Besides, the fact we want it disabled is an implementation detail of our usage of Envoy, it's still a general issue that will impact others

howardjohn on 13 Jul 2020

@howardjohn Got it. Maybe this is caused by the state management of cluster manager. In general, if we started to create xDS subscription when all of clusters are not initialized, this problem will be occurred. So I think that to resolve this problem, we should fix the implementation of init_manager. So this is relatively deep-routed problem. We should have the prevention logic not to use active_clusters_ on the implementation of ClusterManager, shouldn't we? cc. @lambdai @mandarjog

Shikugawa on 13 Jul 2020

Any update on this? This is an intermittent problem on our istio deployment that stalls pods.

tmshort on 4 Aug 2020

@howardjohn Hey. I'd like to take confirmation about this. I don't completely understand what is the problem. Our problem is,

Attached cluster will be immidiately active after SDS subscription on attached cluster sent DiscoveryRequest to SDS Cluster until init_fetch_timeout on attached cluster when DiscoveryResponse from SDS cluster didn't have CA. We expect to work that attached cluster is warming in this situation.

Is this what you said?

Shikugawa on 14 Aug 2020

Yep. The cluster should be warming until the secret is fetched, but its active immediately

howardjohn on 14 Aug 2020

We also run in to this problem intermittently. In our case we stream file based certs via SDS using Istio. When we have many clusters if SDS push is delayed for a cluster, since the cluster is incorrectly marked as Active, requests fail to that cluster with error "OPENSSL_internal:SSLV3_ALERT_CERTIFICATE_UNKNOWN" immediately after initialization. The problem is more prominent when there are many clusters.

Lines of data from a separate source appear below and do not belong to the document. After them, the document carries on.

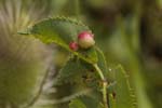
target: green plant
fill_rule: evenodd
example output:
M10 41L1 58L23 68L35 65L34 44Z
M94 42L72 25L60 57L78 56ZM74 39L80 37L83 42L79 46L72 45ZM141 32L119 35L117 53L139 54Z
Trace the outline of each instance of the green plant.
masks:
M109 70L103 52L96 45L77 50L69 46L78 41L78 35L83 31L91 30L81 22L54 17L41 21L19 33L38 38L46 44L58 44L70 52L55 81L56 87L71 86L70 91L68 87L64 90L69 96L65 108L135 108L134 94L121 66Z

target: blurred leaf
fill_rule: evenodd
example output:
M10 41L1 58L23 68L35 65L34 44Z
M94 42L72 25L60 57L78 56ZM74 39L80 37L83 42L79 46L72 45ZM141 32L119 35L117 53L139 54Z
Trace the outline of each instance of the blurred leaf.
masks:
M110 95L110 105L114 108L134 108L135 98L131 92L127 76L121 66L116 69L114 80L117 84L111 94L112 96Z
M86 108L86 106L80 99L73 99L69 104L69 108Z

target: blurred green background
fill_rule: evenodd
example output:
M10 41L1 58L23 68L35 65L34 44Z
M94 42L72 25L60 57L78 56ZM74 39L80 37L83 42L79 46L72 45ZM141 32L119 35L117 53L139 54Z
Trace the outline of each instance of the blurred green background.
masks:
M137 102L149 102L153 108L162 108L162 0L0 0L0 63L4 64L6 55L10 56L6 56L8 59L14 62L4 69L0 68L0 72L11 71L11 66L19 64L19 59L24 63L22 65L31 64L32 58L36 59L37 69L42 69L42 64L38 62L46 62L44 56L51 56L51 49L33 39L19 39L16 32L49 16L76 17L90 26L97 45L106 55L109 68L122 64L130 73L139 96ZM66 60L67 52L55 45L51 48L54 49L53 63L57 71ZM25 56L16 59L19 55ZM29 91L35 89L29 87Z

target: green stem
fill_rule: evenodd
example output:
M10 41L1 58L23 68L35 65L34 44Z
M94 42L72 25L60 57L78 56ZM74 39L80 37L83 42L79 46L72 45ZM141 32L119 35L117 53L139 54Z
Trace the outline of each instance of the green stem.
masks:
M108 99L107 99L107 86L108 86L108 83L106 81L106 78L104 77L103 75L103 71L100 70L100 68L98 67L97 64L94 64L93 65L95 67L95 69L97 70L100 79L103 80L103 102L104 102L104 106L105 108L108 108Z
M80 15L80 5L79 5L79 0L75 0L75 9L76 9L76 16L79 18Z

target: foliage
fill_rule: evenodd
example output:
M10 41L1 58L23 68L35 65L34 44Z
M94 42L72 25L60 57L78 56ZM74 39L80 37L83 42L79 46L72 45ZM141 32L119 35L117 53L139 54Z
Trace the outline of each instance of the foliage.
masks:
M78 33L84 30L90 29L78 21L54 17L41 21L19 33L36 37L44 43L56 43L71 52L72 56L58 72L55 85L70 83L69 85L72 86L70 95L84 90L90 90L90 92L70 99L70 108L108 108L108 106L110 108L133 108L130 84L122 68L114 71L113 80L117 81L113 86L113 92L117 94L117 97L113 98L114 107L112 102L108 103L109 95L112 94L108 87L108 83L111 83L110 73L108 73L106 59L99 48L93 46L76 52L69 50L69 42L77 40Z

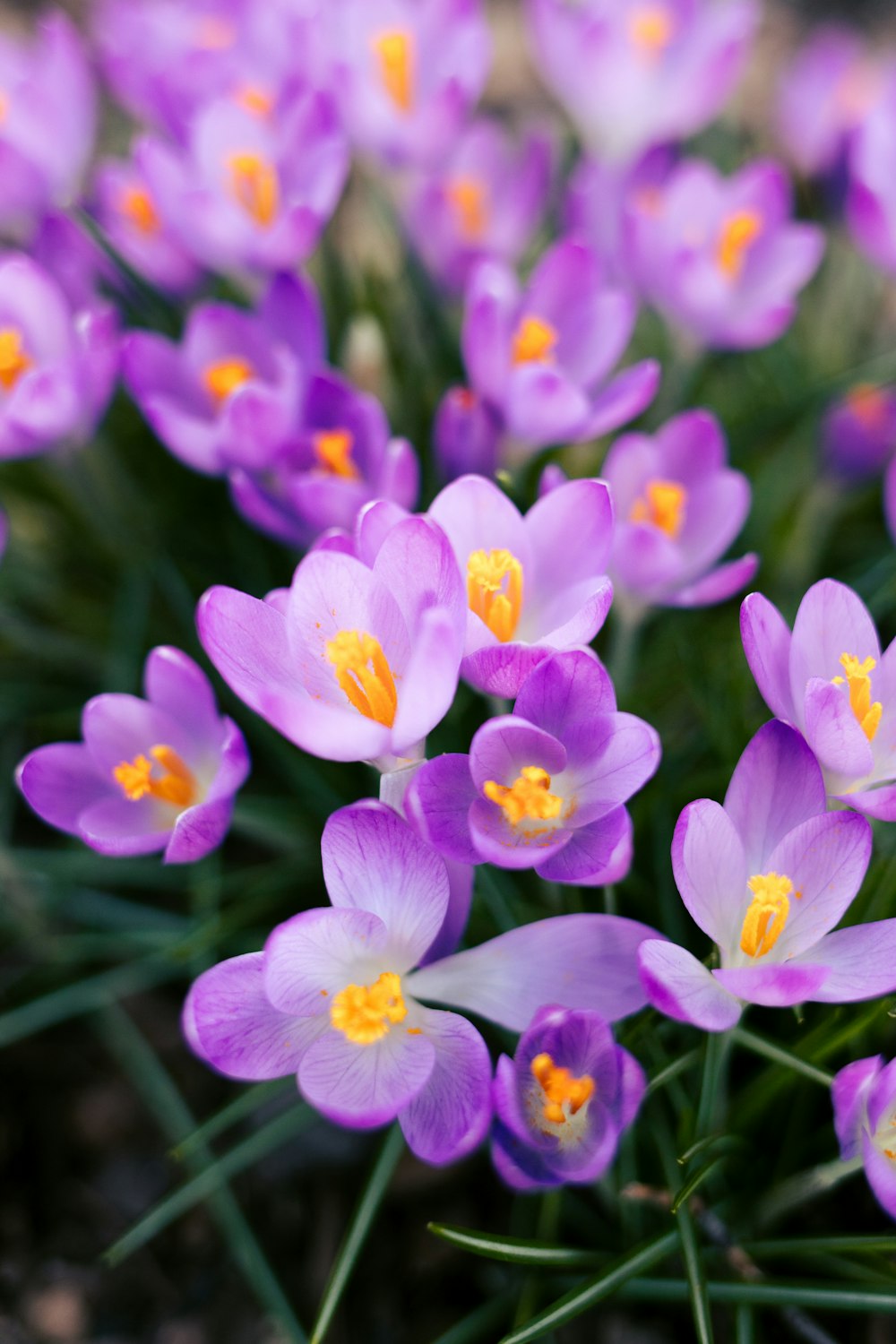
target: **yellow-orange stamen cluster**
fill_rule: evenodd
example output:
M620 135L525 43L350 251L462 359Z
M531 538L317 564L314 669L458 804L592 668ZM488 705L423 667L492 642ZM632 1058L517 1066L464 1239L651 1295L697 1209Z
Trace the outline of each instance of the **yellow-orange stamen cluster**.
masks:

ramaraochavali on 23 Aug 2020

👍1

Any update on this issue?

tmshort on 14 Sep 2020

@tmshort I'm considering that this issue has two problems. As the part of this, I crafted a PR and it is in review. https://github.com/envoyproxy/envoy/pull/12783

Shikugawa on 15 Sep 2020

👍1

/cc @incfly

incfly on 23 Oct 2020

This issue has been automatically marked as stale because it has not had activity in the last 30 days. It will be closed in the next 7 days unless it is tagged "help wanted" or "no stalebot" or other activity occurs. Thank you for your contributions.